Abgesehen von Krankenhäusern war die NetWalker-Ransomware im vergangenen September auch maßgeblich an einem Cyberangriff gegen die argentinische Einwanderungsbehörde Dirección Nacional de Migraciones beteiligt. Laut einem Bericht von Bleeping Computer gelang es Hackern, die die Ransomware verwendeten, den Online-Betrieb der Agentur tagelang zu schließen, wodurch die Agentur alle ihre Aktivitäten offline stellte.

In einem LösegeldforderungDie Hacker übernahmen die Verantwortung für den Angriff und forderten ein Lösegeld in Höhe von 2 Millionen Dollar. Nach einer Woche erhöhten sie den Einsatz auf 4 Millionen Dollar.
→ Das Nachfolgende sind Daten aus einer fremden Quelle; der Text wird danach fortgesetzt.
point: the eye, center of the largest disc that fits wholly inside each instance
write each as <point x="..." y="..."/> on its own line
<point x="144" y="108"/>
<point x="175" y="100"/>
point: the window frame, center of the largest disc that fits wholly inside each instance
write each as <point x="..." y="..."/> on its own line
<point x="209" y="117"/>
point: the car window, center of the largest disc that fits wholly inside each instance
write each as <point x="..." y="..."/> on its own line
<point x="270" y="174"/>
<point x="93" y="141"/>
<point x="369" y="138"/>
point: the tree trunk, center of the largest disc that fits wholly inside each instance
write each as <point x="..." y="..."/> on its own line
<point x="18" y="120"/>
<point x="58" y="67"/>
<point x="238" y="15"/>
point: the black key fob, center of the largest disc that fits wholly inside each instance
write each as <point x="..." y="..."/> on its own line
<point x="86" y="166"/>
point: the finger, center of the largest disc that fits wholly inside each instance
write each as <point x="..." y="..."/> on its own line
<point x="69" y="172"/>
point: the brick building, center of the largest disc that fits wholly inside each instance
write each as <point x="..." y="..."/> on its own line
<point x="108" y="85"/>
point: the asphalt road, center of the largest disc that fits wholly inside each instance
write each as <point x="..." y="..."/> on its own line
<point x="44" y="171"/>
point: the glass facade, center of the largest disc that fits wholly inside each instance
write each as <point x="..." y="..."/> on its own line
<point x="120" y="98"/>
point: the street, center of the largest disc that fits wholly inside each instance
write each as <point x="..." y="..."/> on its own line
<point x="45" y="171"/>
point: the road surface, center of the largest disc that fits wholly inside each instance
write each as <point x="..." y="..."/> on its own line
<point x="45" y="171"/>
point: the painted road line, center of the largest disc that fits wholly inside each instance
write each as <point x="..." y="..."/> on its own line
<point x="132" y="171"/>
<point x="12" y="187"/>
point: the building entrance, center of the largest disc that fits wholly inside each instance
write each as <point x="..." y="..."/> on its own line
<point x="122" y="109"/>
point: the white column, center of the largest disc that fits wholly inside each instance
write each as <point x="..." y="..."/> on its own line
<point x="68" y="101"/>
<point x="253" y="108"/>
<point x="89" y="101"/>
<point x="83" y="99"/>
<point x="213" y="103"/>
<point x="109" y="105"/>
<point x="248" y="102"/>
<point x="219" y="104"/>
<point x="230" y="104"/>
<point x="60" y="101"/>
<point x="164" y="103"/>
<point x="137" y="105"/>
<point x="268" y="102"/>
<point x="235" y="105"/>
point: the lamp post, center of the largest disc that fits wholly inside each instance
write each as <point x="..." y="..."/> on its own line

Es ist unklar, ob die Agentur den Forderungen letztendlich nachgegeben hat.

Die Ransomware war auch maßgeblich an einem Angriff auf die Michigan State University im vergangenen Juni beteiligt. Per a Bericht Von der Detroit Free Press zu der Zeit hatte eine Bande den Angriff auf die Datenbank der Schule eingesetzt und eine nicht näher bezeichnete Lösegeldanfrage an die Schule geschickt, um Informationen über Schüler und Mitarbeiter zu erhalten. Berichten zufolge weigerte sich die Universität, das Lösegeld zu zahlen.